In this notebook we use the segmentation models library built in PyTorch to train image segmentation models for the Magnetic tile defect dataset. This dataset is interesting because it is highly imbalanced, with less than 1% of pixels corresponding to the target class. Using the segmentation models library we can try several different loss functions, including binary cross entropy, focal losss, and Tversky loss to see their performance (see here for recommended loss functions). However, it turns out that using binary cross entropy is sufficient to get good results.

Aditionally, following an example in the segmentation models library, we'll use PyTorch Lightning to further simplify the training process in PyTorch and MLflow to log hyperparameters and metrics.

This code is built with the help of Detection of Surface Defects in Magnetic Tile Images by Dr. Mitra P. Danesh.

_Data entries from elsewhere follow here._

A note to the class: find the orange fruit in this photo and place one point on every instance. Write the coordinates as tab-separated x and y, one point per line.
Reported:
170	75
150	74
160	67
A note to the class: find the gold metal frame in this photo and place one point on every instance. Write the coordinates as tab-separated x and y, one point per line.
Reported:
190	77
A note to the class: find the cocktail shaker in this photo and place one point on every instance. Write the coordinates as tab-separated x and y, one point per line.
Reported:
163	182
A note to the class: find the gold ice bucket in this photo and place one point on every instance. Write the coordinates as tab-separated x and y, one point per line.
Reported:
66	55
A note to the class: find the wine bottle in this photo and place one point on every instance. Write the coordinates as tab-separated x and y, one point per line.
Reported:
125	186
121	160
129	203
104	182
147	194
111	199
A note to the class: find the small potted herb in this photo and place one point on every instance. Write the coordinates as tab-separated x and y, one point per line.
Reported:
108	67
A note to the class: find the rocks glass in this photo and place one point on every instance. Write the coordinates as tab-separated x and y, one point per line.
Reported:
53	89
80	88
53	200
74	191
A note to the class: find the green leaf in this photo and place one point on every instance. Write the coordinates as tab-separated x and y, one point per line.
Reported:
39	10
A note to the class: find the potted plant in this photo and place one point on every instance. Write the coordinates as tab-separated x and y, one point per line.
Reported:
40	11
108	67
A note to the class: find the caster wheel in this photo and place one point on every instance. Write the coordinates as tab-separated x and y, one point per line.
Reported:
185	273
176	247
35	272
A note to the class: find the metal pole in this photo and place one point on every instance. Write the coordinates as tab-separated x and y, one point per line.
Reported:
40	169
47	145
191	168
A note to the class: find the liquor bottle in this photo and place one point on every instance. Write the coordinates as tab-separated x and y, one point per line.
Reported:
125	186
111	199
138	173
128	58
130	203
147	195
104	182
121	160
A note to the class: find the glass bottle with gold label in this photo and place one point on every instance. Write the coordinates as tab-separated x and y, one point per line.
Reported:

To install the required packages, usually it's sufficient to run the cell below (for example on Google Colab or Paperspace using the PyTorch runtime). If PyTorch is not installed, then uncomment the first line of the cell below to install it.

#!pip install torch torchvision 
!pip install -U git+https://github.com/qubvel/segmentation_models.pytorch
!pip install pytorch-lightning
!pip install mlflow
import os
import math
import random

import torch
import numpy as np
import segmentation_models_pytorch as smp
import pytorch_lightning as pl
from torch.utils.data import DataLoader
from torch.utils.data import Dataset as BaseDataset

from pytorch_lightning import Trainer
from pytorch_lightning.loggers import MLFlowLogger

# set the random seeds for reproducibility
random.seed(42)
torch.manual_seed(0)
np.random.seed(0)

Loading data

from torch.utils.data import random_split
import torchvision.transforms as transforms
from torch.utils.data import Dataset
from PIL import Image
from glob import glob

First download the data locally.

%%capture
!wget -O data.zip https://github.com/abin24/Magnetic-tile-defect-datasets./archive/master.zip
!unzip data.zip
!mv Magnetic-tile-defect-datasets.-master data
classes =['Blowhole', 'Crack','Free'] # classes/labels
image_paths = []

for c in classes:
    # retreive image file paths recursively
    images_found = glob('data/MT_' + c + '/Imgs/*.jpg',recursive=True) 
    if c== 'Free': # undersample the free class.
        image_paths.extend( images_found[:80] )
    else:
        image_paths.extend( images_found )        
    
random.shuffle(image_paths)
len(image_paths)
252

Dataset

Writing helper class for data extraction, tranformation and preprocessing
https://pytorch.org/docs/stable/data. Also see the binary segmentation intro in the segmentation models library for more details on designing the Dataset class. For more sophisticated data augmentations, see the albumentations library and specifically this.ipynb) notebook from segmentation models.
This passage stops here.